SUPERIOR COURT OF NEW JERSEY APPELLATE DIVISION


March 7, 2011

JOEL A. FRIEDMAN, PLAINTIFF-RESPONDENT,
v.
MICHELLE P. FRIEDMAN (N/K/A FRANK), DEFENDANT-APPELLANT.

On appeal from Superior Court of New Jersey, Chancery Division, Family Part, Middlesex County, Docket No. FM-12-495-00D.

Per curiam.

New Jersey Court of Appeals a2489_09.pdf

NOT FOR PUBLICATION WITHOUT THE APPROVAL OF THE APPELLATE DIVISION

Submitted November 30, 2010

Decided Before Judges Graves and Messano.

In this post-judgment matrimonial matter, defendant Michelle P. Frank appeals from an order dated December 17, 2009, imposing monetary sanctions payable to her former husband, plaintiff Joel A. Friedman. After reviewing the record in light of the contentions advanced on appeal, we affirm.
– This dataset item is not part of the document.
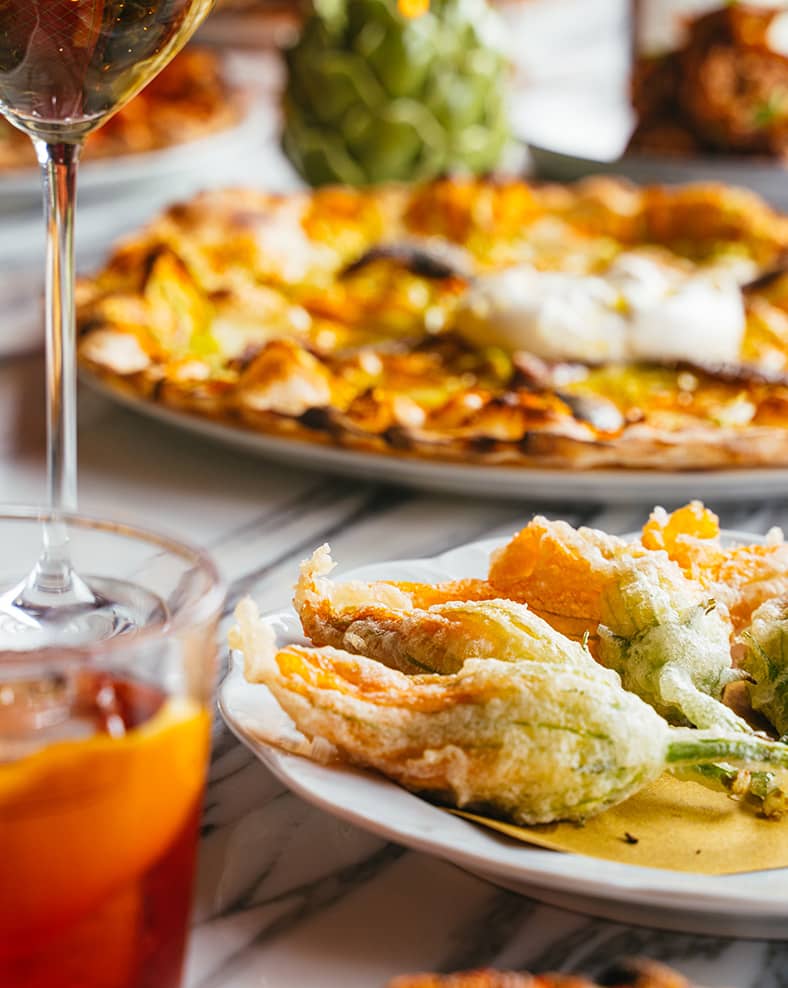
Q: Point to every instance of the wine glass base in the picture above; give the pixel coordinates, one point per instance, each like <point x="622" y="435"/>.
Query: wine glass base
<point x="103" y="609"/>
The parties have two children, now fifteen and twelve years old. Following a trial in 2001, the parties were granted joint legal custody, and the court determined that "the best interests of the Friedman children would be served by a true shared-parenting residential custody arrangement, i.e. one week with each parent, to include a Wednesday evening visit with the other parent, if practicable." The trial judge noted that a shared parenting arrangement "would foster each child's relationship with each parent to the fullest extent possible."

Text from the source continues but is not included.